[Freeipa-devel] [DESIGN] IPA client in AD DNS domain

Petr Spacek pspacek at redhat.com
Tue May 24 07:55:55 UTC 2016


On 24.5.2016 09:44, Alexander Bokovoy wrote:
> On Tue, 24 May 2016, Petr Spacek wrote:
>> On 24.5.2016 09:26, Alexander Bokovoy wrote:
>>> On Tue, 24 May 2016, Petr Spacek wrote:
>>>>>>>> Speaking of certs, should we introduce a aliases for host entries to
>>>>>>>> avoid
>>>>>>>> the
>>>>>>>> need of fake hosts?
>>>>>>> These 'fake hosts' are as good as aliases, even better, because they
>>>>>>> allow us to have full control over who can manage them.
>>>>>>
>>>>>> I do not see how this is different from any other object which has
>>>>>> managedBy
>>>>>> attribute. It is not a special property of host.
>>>>> We have managedBy handling in hosts and services specifically to allow
>>>>> certificate issuing on behalf of another entity.
>>>>
>>>> I'm still not convinced that 'we historically do it this way' is good enough
>>>> justification for using fake host objects instead of tailored aliases.
>>> I'm not sure it is good to add that.

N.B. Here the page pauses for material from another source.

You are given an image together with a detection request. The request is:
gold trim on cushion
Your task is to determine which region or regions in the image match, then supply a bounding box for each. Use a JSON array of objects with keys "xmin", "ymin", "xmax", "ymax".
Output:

Note that host objects can be used
>>> to provide a lot more than just mere aliases:
>>> - they can have services associated, with both Kerberos keys and
>>>   certificates
>>> - they can be used to target HBAC rules against them which will be
>>>   extremely useful when we'll get Authentication Indicators management
>>>   in place
>>>
>>> Having "fake" host objects is also crucial for clustered services.
>>
>> Let me clarify this:
>> I'm not saying that we should drop host object completely.
>>
>> I'm saying that 1 host should have exactly 1 host object + 0..n alises
>> pointing to the host object.
>>
>> HBAC etc. can be set on the 'canonical' object, of course. Alias simply makes
>> possible to automate things like 'get certificate will all associated names in
>> SAN' etc. without manual procedures.
>>
>> This would make it easy to distinguish what is canonical name and what is mere
>> alias. That will get handy e.g. when a host is deleted - it would allow us to
>> delete all aliases with host etc.
> The latter is the only benefit I see here, sorry. The rest is not giving
> any real feature. If you want to have automated case for retrieving a
> certificate with all dNSName records, we can add this one specifically
> as an option to existing code to just follow managedBy -- CA has right
> to ignore anything in the certificate request already and issue what it
> thinks is right.
> 
>> Alternative technical approach is to add aliases to an host's attribute and
>> use it from there. I suspect that this would be less flexible and less
>> future-proof.
> I don't see a need for alias-as-a-property. Instead, I'm interested in
> having a possibility to have different keys, certificates, etc, on
> objects used as aliases. This improves security position by splitting
> the manager and the user of the resource.

I think that these two are not mutually exclusive.

a) If you need separate keys (and the headache associated with it) use a new
host object.
b) If you need to share keys use alias.
Aliases could have other advantages, e.g. using diffrent DNS checks to the
user does not need to use --force just to create the alias.

Right now we do not have the (b) option so code needs to use hacks like the
one you proposed above:
"we can add this one specifically as an option to existing code to just follow
managedBy"

This is simply a hack and relies on user not forgetting to add option
--follow-managed-by (e.g.) when requesting a certificate. Not speaking about
automated processes requesting certs which would need own heuristics to detect
when the option should be supplied.

I really do not like these ad-hoc hacks and I'm looking for a systematic solution.